Even with this knowledge his claims were consistently knocked back by Dell — that’s if someone responded.

“They said their service was so good but they never return our phone calls” says Jenny Bolte.

One of the Dell representatives that eventually responded via email admitted to the fault albeit with broken English.

“Thank you for highlighting us that the XPS model does not states in our Complete Cover Guard’s agreement.” The representative then says that the policy will be updated.

But that isn’t the policy to which the Boltes agreed.

So we spoke with Dell and outlined the issues. A senior Dell representative then called Adam Bolte.

“This is the first person at Dell I’ve spoken to who natively speaks English” declares Bolte somewhat elated. “What a breakthrough!”

As requested Bolte sent in an email much like many before it which detailed his situation. He included all previous correspondence a Police declaration among other relevant papers.

Bolte was then promised he would hear back from Dell over the weekend or at the very least on the following Monday.
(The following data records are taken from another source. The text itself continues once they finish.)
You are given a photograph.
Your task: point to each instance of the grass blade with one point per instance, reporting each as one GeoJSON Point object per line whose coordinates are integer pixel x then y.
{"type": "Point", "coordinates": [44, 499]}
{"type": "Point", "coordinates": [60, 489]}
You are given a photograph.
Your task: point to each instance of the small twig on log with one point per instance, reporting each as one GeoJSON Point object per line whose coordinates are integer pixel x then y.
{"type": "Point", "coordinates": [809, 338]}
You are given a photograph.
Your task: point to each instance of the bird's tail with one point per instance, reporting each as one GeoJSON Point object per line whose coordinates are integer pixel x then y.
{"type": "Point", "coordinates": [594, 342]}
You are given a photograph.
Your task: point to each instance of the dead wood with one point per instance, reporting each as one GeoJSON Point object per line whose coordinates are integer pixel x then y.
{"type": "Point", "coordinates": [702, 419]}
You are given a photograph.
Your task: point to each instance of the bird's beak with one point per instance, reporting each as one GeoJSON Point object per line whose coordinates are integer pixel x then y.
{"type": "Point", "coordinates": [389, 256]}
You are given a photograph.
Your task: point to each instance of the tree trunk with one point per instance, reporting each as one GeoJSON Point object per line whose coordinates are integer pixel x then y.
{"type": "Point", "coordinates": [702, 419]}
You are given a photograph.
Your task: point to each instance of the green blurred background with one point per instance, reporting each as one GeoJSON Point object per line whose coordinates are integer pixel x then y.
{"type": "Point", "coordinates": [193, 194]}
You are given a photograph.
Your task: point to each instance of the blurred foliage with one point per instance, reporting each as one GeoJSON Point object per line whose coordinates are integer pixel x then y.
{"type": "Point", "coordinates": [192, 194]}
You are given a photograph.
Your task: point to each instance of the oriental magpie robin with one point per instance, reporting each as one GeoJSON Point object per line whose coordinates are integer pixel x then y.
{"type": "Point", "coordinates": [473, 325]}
Tuesday arrives and he hears nothing so Bolte sends in a reminder. The senior representative responds saying he was sick and would get back to him that same day.

Two days later and still not a word so he fires in a morning reminder. Perhaps the dog ate Dell’s homework.

He is told that someone will contact him ‘within the next day.’ Three full days later and nothing but silence.

Shall we blame the weather this time?

The Boltes with all their patience are understandably miffed at the lack of professionalism.

The appalling customer care is what I find most disturbing in all of this. Is Dell trying to rob itself of customers?